Deborah Wing-Sproul will make her empathy visual for all to see during a series of movement-based performances this summer at the Marble Block building in downtown Biddeford. Wing-Sproul, a multidisciplinary artist with a background in printmaking and dance, will bring her lifetime of art-making and emotions to bear in “Durational Devices, I-V,” beginning June 29 and continuing on consecutive Fridays through July 27.

The series is supported by a Kindling Fund grant and the Biddeford nonprofit Engine, which owns the building.

Each two-hour performance will involve Wing-Sproul placing herself in an uncomfortable, vulnerable position on a narrow, body-length aluminum cart on casters. The cart is just a few inches off the ground, and Wing-Sproul will move it around the room, inch by inch and mostly with her toes, while clutching in one hand, and sometimes both hands, a stylus that she uses to make marks on the surface below. Though she does not save them, the resulting drawings are a record of her two-hour performance and her struggle to move.

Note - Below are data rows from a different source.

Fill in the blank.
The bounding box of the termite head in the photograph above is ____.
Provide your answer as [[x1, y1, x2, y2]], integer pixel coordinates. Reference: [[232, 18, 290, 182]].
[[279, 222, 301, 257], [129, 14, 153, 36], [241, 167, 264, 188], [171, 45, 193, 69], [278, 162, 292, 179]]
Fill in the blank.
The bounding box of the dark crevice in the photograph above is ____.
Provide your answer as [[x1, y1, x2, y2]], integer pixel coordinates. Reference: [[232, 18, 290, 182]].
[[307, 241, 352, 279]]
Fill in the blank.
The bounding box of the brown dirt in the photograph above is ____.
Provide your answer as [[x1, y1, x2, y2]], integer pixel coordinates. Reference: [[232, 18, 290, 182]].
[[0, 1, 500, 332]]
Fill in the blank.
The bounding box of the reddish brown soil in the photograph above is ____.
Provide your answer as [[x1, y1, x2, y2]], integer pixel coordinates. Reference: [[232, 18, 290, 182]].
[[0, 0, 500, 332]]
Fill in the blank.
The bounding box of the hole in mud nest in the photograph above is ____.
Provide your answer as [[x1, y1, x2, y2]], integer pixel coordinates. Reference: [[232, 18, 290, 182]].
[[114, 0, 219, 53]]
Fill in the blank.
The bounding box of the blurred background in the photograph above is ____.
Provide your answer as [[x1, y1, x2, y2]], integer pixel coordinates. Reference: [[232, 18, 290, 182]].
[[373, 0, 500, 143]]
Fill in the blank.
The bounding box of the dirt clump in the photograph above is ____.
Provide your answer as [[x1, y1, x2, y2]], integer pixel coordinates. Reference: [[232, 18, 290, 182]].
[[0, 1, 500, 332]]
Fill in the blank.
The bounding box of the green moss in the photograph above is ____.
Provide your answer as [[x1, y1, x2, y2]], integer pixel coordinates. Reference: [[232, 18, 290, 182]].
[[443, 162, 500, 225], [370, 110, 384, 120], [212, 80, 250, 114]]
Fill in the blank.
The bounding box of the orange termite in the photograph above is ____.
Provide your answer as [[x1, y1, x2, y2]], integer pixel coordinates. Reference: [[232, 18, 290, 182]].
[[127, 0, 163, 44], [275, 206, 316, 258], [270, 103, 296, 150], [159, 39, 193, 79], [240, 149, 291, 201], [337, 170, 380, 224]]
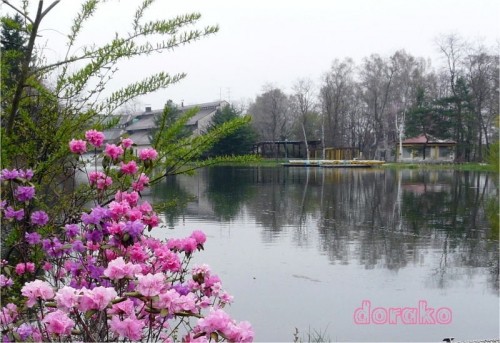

Each week, she will perform in a different position – in the fetal position, splayed out, on her side, etc. The positions vary in their degree of discomfort and the physical stress that Wing-Sproul is required to endure to sustain each performance. Collectively, “Durational Devices” is meant to recognize the empathy she feels for people who live uncomfortable and challenging lives. Her performance is a manifestation of that empathy, and a visual expression of the emotions we feel when see someone suffering or in pain.

“I’m not trying to be a spectacle,” said Wing-Sproul, who lives in Portland and has shown her work at the Portland Museum of Art and the Center for Maine Contemporary Art. “I’m not a daredevil, and I do not do things to put my body at a degree of risk that is irresponsible.”

Deborah Wing-Sproul during a previous performance of “Durational Devices I-V.” Photo courtesy of Deborah Wing-Sproul

Her work is about endurance, and it pays respect to the old and the ill and all the vulnerable people of the world who live with mental and physical limitations. So often, our culture celebrates joy. Wing-Sproul’s work explores the other side of the equation.

“All people experience degrees of isolation and separation and degrees of pain and suffering,” she said. “If we live long enough, we realize that easy is not the point.”

Her work is dark, because it reminds us of the pain that we all endure. But it’s also light, because we persist. We carry on.